ON THURSDAY, we'll hear more details on Mayor Kenney's budget proposals, and we're betting that the aftermath of his address to Council will focus on his reach back into the recent past to enact a tax on sugary beverages - shorthandedly referred to as the "soda tax." The $400 million he projects it will generate will go to funding pre-K and other programs.

We imagine predictable lines of outrage: over the "nanny state" that penalizes people for unhealthy behaviors, over the greedy government that will tax the population until no one is left, over City Hall that ought to live within its means.

We've had a dress rehearsal, after all, in 2010, when Mayor Nutter proposed a similar tax.

Five years ago, Nutter pushed his proposed 2-cents-per-ounce tax on sugary beverages under a health banner that would address obesity. A worthy goal, but since the city can't impose a directed sales tax without approval from Harrisburg, it would have been an excise tax on retailers who sell sugary drinks. Given the accounting headaches of calculating sugared drinks sales, it was assumed retailers would spread the hike across all products, not just sugared soda - ultimately diluting the impact on health.

Kenney's tax would be imposed on distributors, not retailers. So the result - that the price hike is likely to be spread across all beverages - means the actual impact on health is harder to track . . . although in the years since 2010, it's become clearer that diet sodas carry big health risks, too.

That's one of the reasons we could favor the tax this time around. The health problems of obesity, diabetes and other ills from empty calories and chemicals carries a high price for all of us.

Another reason: Back in 2010, Council killed the soda tax and opted instead for a 9.9 percent property tax. Taxing empty calories instead of people's homes strikes us as the lesser of two evils.

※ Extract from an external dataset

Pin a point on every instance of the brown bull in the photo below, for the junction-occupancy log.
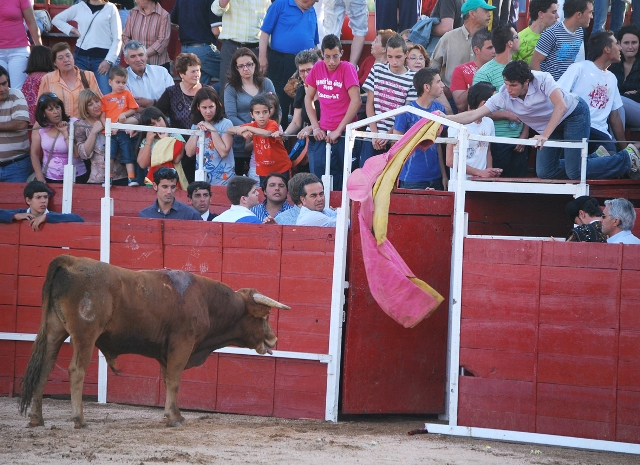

The screaming will be loud, and not only from the beverage industry, which is already claiming jobs will be lost. We are addicted to sugar, and the city consumes up to 33 gallons of sugared beverages a year per person. That's according to the Rudd Center, a food policy and obesity center at the University of Connecticut, one of the sources the city has used in researching the impact of sugared beverage taxes. Rudd is a champion of such a tax, and provides handy calculators that measure sugary beverage consumption, as well as projections on how much money a 1-penny-per ounce tax could generate. Kenney's proposal is for 3 cents per ounce, which is higher than any city has imposed.

Still, based on the average consumption of the overly wired cola drinkers in the city, the tax represents about $120 a year. That's if the 3 cents-per-ounce tax passes, hardly a sure thing.

It's hard to buy that the tax will alter consumption significantly. We want sugar, and we'll pay for it. Next time you take in a movie and settle in with your soda and popcorn, consider that large soda for which you paid over $6 cost the theater about 50 cents. That's the high price you pay for entertainment. The soda tax isn't nearly as high as a movie theater price markup, and will pay for worthwhile programs like pre-K.

In the end, how else should we be raising funds to improve the lives of the city's children?